Fetal programming effects of testosterone on the reward system and behavioral approach tendencies in humans

Abstract

Background: Sex differences are present in many neuropsychiatric conditions that affect emotion and approach-avoidance behavior. One potential mechanism underlying such observations is testosterone in early development. Although much is known about the effects of testosterone in adolescence and adulthood, little is known in humans about how testosterone in fetal development influences later neural sensitivity to valenced facial cues and approach-avoidance behavioral tendencies.

Methods: With functional magnetic resonance imaging we scanned 25 8-11-year-old children while viewing happy, fear, neutral, or scrambled faces. Fetal testosterone (FT) was measured via amniotic fluid sampled between 13 and 20 weeks gestation. Behavioral approach-avoidance tendencies were measured via parental report on the Sensitivity to Punishment and Sensitivity to Rewards questionnaire.

Results: Increasing FT predicted enhanced selectivity for positive compared with negatively valenced facial cues in reward-related regions such as caudate, putamen, and nucleus accumbens but not the amygdala. Statistical mediation analyses showed that increasing FT predicts increased behavioral approach tendencies by biasing caudate, putamen, and nucleus accumbens but not amygdala to be more responsive to positive compared with negatively valenced cues. In contrast, FT was not predictive of behavioral avoidance tendencies, either through direct or neurally mediated paths.

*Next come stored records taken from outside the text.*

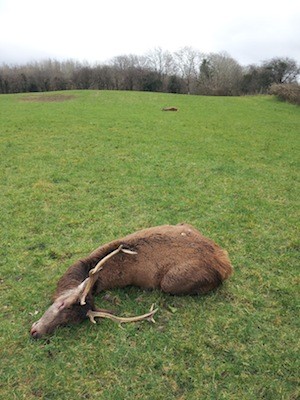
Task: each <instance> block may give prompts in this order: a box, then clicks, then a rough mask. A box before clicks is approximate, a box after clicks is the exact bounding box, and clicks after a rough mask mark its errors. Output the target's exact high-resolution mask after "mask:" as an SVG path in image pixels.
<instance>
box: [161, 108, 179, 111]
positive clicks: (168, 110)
mask: <svg viewBox="0 0 300 400" xmlns="http://www.w3.org/2000/svg"><path fill="white" fill-rule="evenodd" d="M162 111H178V108H177V107H164V108H162Z"/></svg>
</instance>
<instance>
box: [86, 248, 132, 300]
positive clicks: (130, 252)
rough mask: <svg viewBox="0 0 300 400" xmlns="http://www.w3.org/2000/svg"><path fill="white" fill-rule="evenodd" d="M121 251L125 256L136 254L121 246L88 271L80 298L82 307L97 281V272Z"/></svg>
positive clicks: (97, 273)
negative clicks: (87, 274) (110, 258)
mask: <svg viewBox="0 0 300 400" xmlns="http://www.w3.org/2000/svg"><path fill="white" fill-rule="evenodd" d="M120 251H122V252H123V253H126V254H137V253H136V252H135V251H131V250H128V249H124V248H123V245H122V244H121V245H120V246H119V247H118V248H117V249H116V250H114V251H112V252H111V253H109V254H107V256H105V257H103V258H102V259H101V260H100V261H99V262H98V263H97V264H96V266H95V267H94V268H93V269H91V270H90V272H89V277H88V278H87V283H86V285H85V287H84V289H83V292H82V294H81V296H80V304H81V305H82V306H83V305H84V304H86V302H85V299H86V296H87V295H88V293H89V292H90V290H91V289H92V287H93V286H94V284H95V282H96V281H97V279H98V276H99V272H100V271H101V270H102V268H103V265H104V264H105V263H106V261H107V260H109V259H110V258H111V257H113V256H114V255H115V254H118V253H120Z"/></svg>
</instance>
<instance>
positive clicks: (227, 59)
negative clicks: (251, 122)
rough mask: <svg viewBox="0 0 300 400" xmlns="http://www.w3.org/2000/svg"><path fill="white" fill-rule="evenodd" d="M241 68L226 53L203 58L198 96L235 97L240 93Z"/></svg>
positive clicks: (240, 82)
mask: <svg viewBox="0 0 300 400" xmlns="http://www.w3.org/2000/svg"><path fill="white" fill-rule="evenodd" d="M241 80H242V67H241V66H240V65H239V64H238V62H237V61H236V60H234V59H233V58H232V57H230V56H229V55H228V54H227V53H211V54H209V55H207V56H206V57H204V58H203V60H202V63H201V66H200V75H199V79H198V87H199V93H200V94H211V95H224V96H228V95H229V96H230V95H237V94H239V92H240V85H241Z"/></svg>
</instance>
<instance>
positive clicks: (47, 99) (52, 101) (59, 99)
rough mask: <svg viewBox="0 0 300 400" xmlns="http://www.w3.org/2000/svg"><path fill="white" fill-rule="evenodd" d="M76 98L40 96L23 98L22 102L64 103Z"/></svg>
mask: <svg viewBox="0 0 300 400" xmlns="http://www.w3.org/2000/svg"><path fill="white" fill-rule="evenodd" d="M75 97H76V96H74V95H72V94H54V95H51V94H39V95H33V96H26V97H23V98H22V101H31V102H40V103H49V102H51V103H52V102H62V101H68V100H72V99H75Z"/></svg>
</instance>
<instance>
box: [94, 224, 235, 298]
mask: <svg viewBox="0 0 300 400" xmlns="http://www.w3.org/2000/svg"><path fill="white" fill-rule="evenodd" d="M120 244H122V245H123V246H124V247H125V248H128V249H130V250H132V251H134V252H136V253H137V254H136V255H130V256H128V255H127V254H123V253H120V254H118V255H116V256H115V257H114V258H112V259H111V260H109V261H108V262H107V263H106V264H105V266H104V268H103V271H101V274H100V275H99V279H98V282H97V291H101V290H106V289H111V288H114V287H124V286H127V285H135V286H139V287H142V288H149V289H153V288H159V289H162V290H164V291H166V292H170V293H173V294H186V293H194V292H195V293H197V292H201V293H204V292H207V291H209V290H211V289H213V288H214V287H216V286H218V285H219V284H220V283H221V282H222V281H223V280H225V279H227V278H228V277H229V275H230V274H231V273H232V266H231V263H230V261H229V258H228V255H227V252H226V251H225V250H223V249H221V248H220V247H219V246H218V245H217V244H216V243H214V242H213V241H212V240H210V239H208V238H206V237H204V236H203V235H202V234H201V233H200V232H199V231H197V230H196V229H195V228H193V227H192V226H190V225H187V224H180V225H163V226H159V227H153V228H149V229H144V230H141V231H138V232H136V233H133V234H130V235H128V236H125V237H124V238H121V239H119V240H116V241H113V242H110V243H108V244H107V245H104V246H101V247H99V248H98V249H97V250H95V251H94V252H93V253H91V255H90V256H89V257H90V259H93V260H94V262H97V261H98V260H99V259H101V258H102V257H103V256H104V255H106V253H109V252H110V251H112V250H113V249H115V248H116V247H118V246H119V245H120Z"/></svg>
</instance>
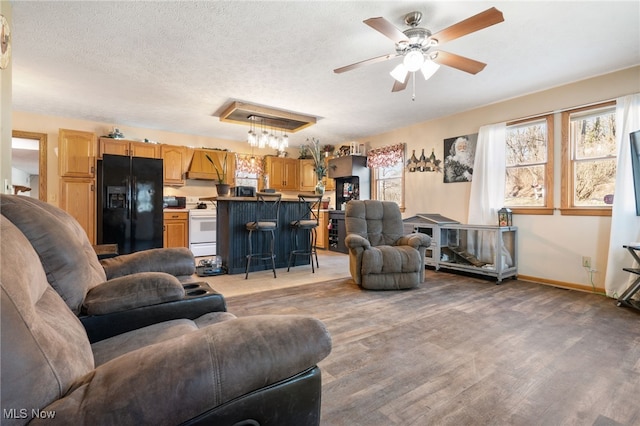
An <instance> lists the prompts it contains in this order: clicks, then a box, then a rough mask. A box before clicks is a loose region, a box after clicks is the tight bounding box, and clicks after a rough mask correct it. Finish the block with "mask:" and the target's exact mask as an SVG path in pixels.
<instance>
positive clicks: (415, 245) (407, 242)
mask: <svg viewBox="0 0 640 426" xmlns="http://www.w3.org/2000/svg"><path fill="white" fill-rule="evenodd" d="M395 245H397V246H411V247H413V248H414V249H416V250H417V249H419V248H420V247H429V246H430V245H431V237H430V236H428V235H427V234H422V233H420V232H414V233H412V234H407V235H405V236H402V237H400V238H399V239H398V241H396V244H395Z"/></svg>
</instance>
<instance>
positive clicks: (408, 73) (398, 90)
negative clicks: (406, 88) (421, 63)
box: [391, 73, 411, 92]
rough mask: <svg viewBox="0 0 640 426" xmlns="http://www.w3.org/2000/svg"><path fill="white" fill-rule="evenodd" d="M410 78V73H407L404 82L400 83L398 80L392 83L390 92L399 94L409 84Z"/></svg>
mask: <svg viewBox="0 0 640 426" xmlns="http://www.w3.org/2000/svg"><path fill="white" fill-rule="evenodd" d="M410 76H411V73H407V76H406V77H405V78H404V82H402V83H400V82H399V81H398V80H396V81H395V82H394V83H393V89H391V91H392V92H400V91H402V90H404V89H406V88H407V83H409V77H410Z"/></svg>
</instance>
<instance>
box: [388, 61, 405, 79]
mask: <svg viewBox="0 0 640 426" xmlns="http://www.w3.org/2000/svg"><path fill="white" fill-rule="evenodd" d="M408 73H409V71H408V70H407V67H405V66H404V64H398V65H396V67H395V68H394V69H393V70H392V71H391V72H390V73H389V74H391V77H393V78H395V79H396V80H397V81H398V82H400V83H404V80H405V79H406V78H407V74H408Z"/></svg>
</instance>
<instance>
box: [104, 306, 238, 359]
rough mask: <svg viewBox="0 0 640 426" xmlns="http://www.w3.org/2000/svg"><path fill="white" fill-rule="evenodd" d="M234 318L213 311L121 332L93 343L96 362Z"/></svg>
mask: <svg viewBox="0 0 640 426" xmlns="http://www.w3.org/2000/svg"><path fill="white" fill-rule="evenodd" d="M233 318H235V315H233V314H230V313H229V312H211V313H208V314H205V315H203V316H201V317H200V318H197V319H196V320H194V321H192V320H188V319H179V320H172V321H165V322H161V323H157V324H153V325H150V326H148V327H144V328H140V329H137V330H133V331H129V332H127V333H123V334H119V335H117V336H114V337H110V338H108V339H105V340H101V341H99V342H96V343H94V344H92V345H91V349H92V350H93V357H94V359H95V364H96V366H98V365H102V364H104V363H105V362H107V361H110V360H112V359H114V358H116V357H118V356H120V355H122V354H125V353H128V352H131V351H135V350H137V349H140V348H143V347H145V346H148V345H152V344H155V343H160V342H164V341H165V340H169V339H173V338H174V337H179V336H182V335H184V334H187V333H190V332H192V331H195V330H197V329H199V328H204V327H207V326H209V325H211V324H216V323H219V322H222V321H226V320H229V319H233Z"/></svg>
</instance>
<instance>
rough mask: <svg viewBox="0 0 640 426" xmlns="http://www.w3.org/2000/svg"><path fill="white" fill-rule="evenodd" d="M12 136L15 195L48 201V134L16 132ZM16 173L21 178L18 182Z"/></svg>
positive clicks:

Conclusions: This work suggests that testosterone in humans acts as a fetal programming mechanism on the reward system and influences behavioral approach tendencies later in life. As a mechanism influencing atypical development, FT might be important across a range of neuropsychiatric conditions that asymmetrically affect the sexes, the reward system, emotion processing, and approach behavior.

Figure 1

Correlations between behavioral approach system (BAS) score across all subscales, behavioral inhibition system (BIS) punishment subscale, and fetal testosterone (FT). This figure presents correlation matrices representing (A) zero-order correlations and (B) partial correlations after partialing out chronological age across FT, BIS, and all BAS subscales. BASd, BAS drive subscale; BASi, BAS impulsivity/fun-seeking subscale; BASr, BAS reward responsivity subscale.

Figure 2

Association between neural response to valenced information (Happy > Fear) and fetal testosterone (FT). This figure shows areas within the striatum and amygdala where Happy > Fear activation is positively correlated with FT. Numbers indicate z-slice coordinate in Montreal Neurological Institute space.

Figure 3

Path diagrams of relationships between fetal testosterone (FT), neural mediators in the striatum or amygdala, and total behavioral approach system (BAS) score summing across all subscales. (A) Path diagram when nucleus accumbens (NAcc) Happy > Fear response is the mediator between FT and BAS. (B) Path diagram when putamen Happy > Fear response is the mediator between FT and BAS. (C) Path diagram when caudate Happy > Fear response is the mediator between FT and BAS. (D) Path diagram when amygdala (Amyg) Happy > Fear response is the mediator between FT and BAS. Path a is the relationship between the predictor (FT) and the mediator (region of interest [ROI]). Path b is the relationship between the mediator (ROI) and the outcome (BAS), controlling for the predictor (FT). Path c' is the relationship between the predictor (FT) and the outcome (BAS) controlling for the mediator (ROI). Path c is the total effect of the relationship between the predictor (FT) and the outcome (BAS), irrespective of the mediator. Path a*b is the difference between path c and path c'. Path coefficients and standard errors (in parentheses) are noted for each path. *p < .05, **p < .01.